Este recorrido histórico y los reconocimientos recibidos reflejan ese compromiso colectivo y la confianza depositada en una entidad independiente, profundamente arraigada en Valencia y fiel a su vocación social.

1906 | El origen
Nacimiento de una iniciativa ciudadana
Casa Caridad nace en 1906 por impulso del entonces alcalde de Valencia, José Sanchis Bergón, como respuesta organizada a la mendicidad y a la pobreza extrema que afectaban a la ciudad a comienzos del siglo XX. La iniciativa surge tras una reunión celebrada en la Alcaldía el 6 de marzo de 1906, en la que participaron representantes de distintos ámbitos sociales, profesionales y culturales de la Valencia de la época.
Entre los impulsores del proyecto destacan figuras como el periodista Luis Gil Sumbiela y el farmacéutico José García Zahonero, quienes plantearon la necesidad de crear una institución civil e independiente que garantizara alimento y atención digna a las personas más vulnerables, sin connotaciones políticas ni religiosas.
Primeros pasos y atención directa
Desde sus primeros días, comienza su actividad en un local provisional situado en la calle Guillén de Castro, donde ya en la primera semana se distribuyen más de 2.000 bonos de comida. Los archivos recogen incluso los nombres de algunas de las primeras personas atendidas, como Salvadora Cortelles y Bautista Rodrigo Pons, reflejo del carácter humano y cercano que definió la institución desde su origen.
Este primer periodo sienta las bases de un modelo de solidaridad urbana sostenido por la implicación ciudadana y el compromiso institucional, dando inicio a una trayectoria que se mantendría ininterrumpida a lo largo de más de un siglo.

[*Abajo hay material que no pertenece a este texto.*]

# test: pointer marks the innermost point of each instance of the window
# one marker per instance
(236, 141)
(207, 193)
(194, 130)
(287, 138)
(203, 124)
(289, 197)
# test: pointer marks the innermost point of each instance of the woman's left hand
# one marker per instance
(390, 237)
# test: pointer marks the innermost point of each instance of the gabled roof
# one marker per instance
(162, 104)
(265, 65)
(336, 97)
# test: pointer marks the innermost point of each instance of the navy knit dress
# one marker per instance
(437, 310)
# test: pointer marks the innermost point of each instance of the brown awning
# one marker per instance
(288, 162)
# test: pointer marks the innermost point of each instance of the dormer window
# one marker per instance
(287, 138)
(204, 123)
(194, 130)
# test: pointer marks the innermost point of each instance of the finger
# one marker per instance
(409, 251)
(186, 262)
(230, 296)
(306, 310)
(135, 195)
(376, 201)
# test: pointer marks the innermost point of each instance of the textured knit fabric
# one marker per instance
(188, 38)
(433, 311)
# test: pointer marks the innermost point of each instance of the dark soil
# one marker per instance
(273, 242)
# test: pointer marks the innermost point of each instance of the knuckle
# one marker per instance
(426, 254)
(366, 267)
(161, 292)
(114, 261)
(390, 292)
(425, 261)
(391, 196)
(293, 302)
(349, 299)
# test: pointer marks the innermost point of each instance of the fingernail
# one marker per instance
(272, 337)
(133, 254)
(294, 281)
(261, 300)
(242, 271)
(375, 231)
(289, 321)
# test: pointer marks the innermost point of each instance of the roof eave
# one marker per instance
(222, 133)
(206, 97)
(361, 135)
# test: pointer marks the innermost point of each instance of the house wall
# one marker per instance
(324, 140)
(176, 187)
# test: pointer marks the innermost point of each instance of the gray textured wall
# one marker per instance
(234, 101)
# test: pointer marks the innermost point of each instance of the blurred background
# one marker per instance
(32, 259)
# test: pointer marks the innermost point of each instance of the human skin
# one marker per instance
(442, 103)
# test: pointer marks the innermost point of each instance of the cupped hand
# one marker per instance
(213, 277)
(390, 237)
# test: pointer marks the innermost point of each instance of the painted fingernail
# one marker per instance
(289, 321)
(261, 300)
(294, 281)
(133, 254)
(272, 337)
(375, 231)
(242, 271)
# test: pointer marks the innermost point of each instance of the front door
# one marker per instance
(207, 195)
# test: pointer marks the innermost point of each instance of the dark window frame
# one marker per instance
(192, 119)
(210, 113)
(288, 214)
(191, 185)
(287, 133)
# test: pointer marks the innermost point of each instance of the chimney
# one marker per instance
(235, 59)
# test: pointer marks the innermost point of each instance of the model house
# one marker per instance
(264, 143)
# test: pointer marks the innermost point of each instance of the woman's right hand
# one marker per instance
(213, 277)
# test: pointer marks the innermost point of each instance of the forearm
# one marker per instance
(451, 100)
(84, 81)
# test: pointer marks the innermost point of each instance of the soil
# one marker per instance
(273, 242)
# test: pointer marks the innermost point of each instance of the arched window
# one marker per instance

1909 - 1910 | La primera sede
Consolidación institucional
Entre 1909 y 1910, Casa Caridad da un paso decisivo con la construcción de su primer edificio propio en el Paseo de la Pechina, diseñado y dirigido de manera altruista por el arquitecto Antonio Martorell Trilles. Las obras comenzaron en 1908 y permitieron consolidar la actividad de la entidad en un espacio estable y adecuado a su creciente labor social.
Aunque la inauguración oficial del edificio tuvo lugar el 19 de marzo de 1910, día de San José, el centro ya había abierto provisionalmente sus puertas el 24 de mayo de 1909, coincidiendo con la visita a Valencia del rey Alfonso XIII y del presidente del Gobierno Antonio Maura, con motivo de la Exposición Regional Valenciana.
Reconocimiento público
Durante ese mismo año, Casa Caridad recibió también la visita de destacadas personalidades, como la infanta Isabel y la reina Victoria Eugenia, reforzando el reconocimiento público de la institución. En este contexto, se produjeron gestos simbólicos de gran relevancia, como la cesión de los derechos del Himno de la Exposición por parte de José Serrano y Maximiliano Thous, cuyos beneficios se destinaron íntegramente a la entidad.

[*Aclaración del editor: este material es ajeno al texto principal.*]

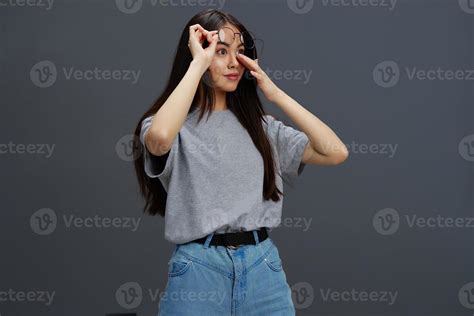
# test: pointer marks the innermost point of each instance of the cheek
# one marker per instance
(217, 68)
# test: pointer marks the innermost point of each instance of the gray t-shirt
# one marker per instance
(214, 175)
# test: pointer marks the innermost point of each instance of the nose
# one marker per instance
(233, 62)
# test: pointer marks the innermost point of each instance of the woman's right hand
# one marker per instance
(197, 34)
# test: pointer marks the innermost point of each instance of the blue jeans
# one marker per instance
(220, 280)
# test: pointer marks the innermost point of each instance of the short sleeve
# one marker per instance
(156, 166)
(290, 144)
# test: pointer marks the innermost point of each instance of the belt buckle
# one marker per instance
(227, 244)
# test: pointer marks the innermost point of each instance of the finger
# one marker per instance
(214, 40)
(210, 34)
(256, 75)
(249, 63)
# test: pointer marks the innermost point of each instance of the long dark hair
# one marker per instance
(244, 102)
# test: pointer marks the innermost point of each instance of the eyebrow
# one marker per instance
(227, 45)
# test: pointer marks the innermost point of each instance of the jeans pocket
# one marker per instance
(178, 265)
(273, 260)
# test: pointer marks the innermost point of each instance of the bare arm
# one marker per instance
(169, 119)
(171, 116)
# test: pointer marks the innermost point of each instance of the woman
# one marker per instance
(220, 179)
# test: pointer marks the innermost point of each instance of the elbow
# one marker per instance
(159, 143)
(340, 157)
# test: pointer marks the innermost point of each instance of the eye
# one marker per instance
(222, 49)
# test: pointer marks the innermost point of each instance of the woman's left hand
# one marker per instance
(267, 86)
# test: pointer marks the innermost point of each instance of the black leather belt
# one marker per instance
(235, 239)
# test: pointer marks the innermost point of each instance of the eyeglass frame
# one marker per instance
(254, 39)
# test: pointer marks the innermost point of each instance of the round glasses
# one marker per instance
(227, 36)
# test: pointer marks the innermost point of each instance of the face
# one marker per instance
(225, 63)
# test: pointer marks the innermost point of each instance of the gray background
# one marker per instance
(86, 175)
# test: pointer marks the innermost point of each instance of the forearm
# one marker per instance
(322, 138)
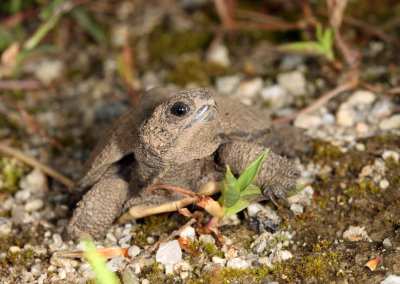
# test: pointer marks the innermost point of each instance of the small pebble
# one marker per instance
(391, 279)
(383, 184)
(14, 249)
(133, 251)
(391, 154)
(227, 84)
(169, 253)
(390, 123)
(294, 82)
(387, 243)
(34, 205)
(5, 226)
(188, 232)
(237, 263)
(219, 260)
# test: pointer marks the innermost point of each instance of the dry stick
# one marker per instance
(36, 164)
(19, 84)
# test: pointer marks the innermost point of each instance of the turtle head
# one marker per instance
(183, 128)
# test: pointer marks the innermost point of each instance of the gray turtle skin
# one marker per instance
(181, 139)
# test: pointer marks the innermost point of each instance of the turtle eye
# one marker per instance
(180, 109)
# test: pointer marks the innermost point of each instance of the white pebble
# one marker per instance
(383, 184)
(387, 243)
(391, 154)
(188, 232)
(294, 82)
(389, 123)
(227, 84)
(34, 205)
(249, 88)
(14, 249)
(391, 279)
(133, 251)
(219, 260)
(5, 226)
(237, 263)
(169, 253)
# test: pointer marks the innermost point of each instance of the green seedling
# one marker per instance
(103, 274)
(237, 194)
(323, 46)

La apertura de esta primera sede supuso la consolidación definitiva de Casa Caridad como una institución estable, arraigada en la ciudad y preparada para afrontar los importantes retos sociales que marcarían las décadas siguientes.
1920–1930 Crecimiento
Apoyo institucional y social
Durante las décadas de 1920 y 1930, Casa Caridad vive una etapa de crecimiento y consolidación, impulsada por el aumento de la demanda social y por una mayor implicación institucional y ciudadana. Bajo la presidencia de José Sanchis Bergón, al frente de la entidad hasta 1924, la organización amplía recursos, estructura su gestión y refuerza su capacidad de atención.
En estos años, el apoyo del Ayuntamiento de Valencia resulta clave. En 1925, los concejales Ricardo Muñoz Carbonero y Eduardo Llagaria promueven el incremento de la subvención municipal, que se consolida en 1929, cuando el alcalde Carlos de Souza Álvarez, marqués de Sotelo, fija una aportación de 50.000 pesetas, una cantidad muy significativa para la época.
En 1934, bajo la presidencia de Antonio Noguera Bonora, la Asociación Valenciana de Caridad impulsó la construcción del albergue, ampliando de forma decisiva su acción social.

Iniciativas solidarias
Paralelamente, la sociedad valenciana se vuelca con Casa Caridad a través de iniciativas solidarias y actos benéficos. Figuras del ámbito cultural y artístico, como Luis Gascó Oliag y Manuel Navarrete Mayans, organizan funciones benéficas en el Teatro Principal, mientras que otros eventos similares contribuyen a generar recursos y visibilidad social.
Se refuerza la estabilidad económica de la institución y se consolida su imagen como un proyecto colectivo, sostenido por la colaboración entre ciudadanía, empresas e instituciones públicas, y preparado para afrontar los profundos cambios sociales que se avecinaban.
1936–1939 Guerra Civil
Continuidad en tiempos de conflicto
El estallido de la Guerra Civil española (1936–1939) supone uno de los periodos más complejos en la historia de Casa Caridad. En un contexto marcado por la escasez, la inseguridad y la desestructuración social, la entidad mantiene su actividad asistencial, adaptándose a una realidad extrema y cambiante.
A pesar de las dificultades, continúa ofreciendo alimento y acogida a una población cada vez más vulnerable, demostrando una capacidad de resistencia y compromiso.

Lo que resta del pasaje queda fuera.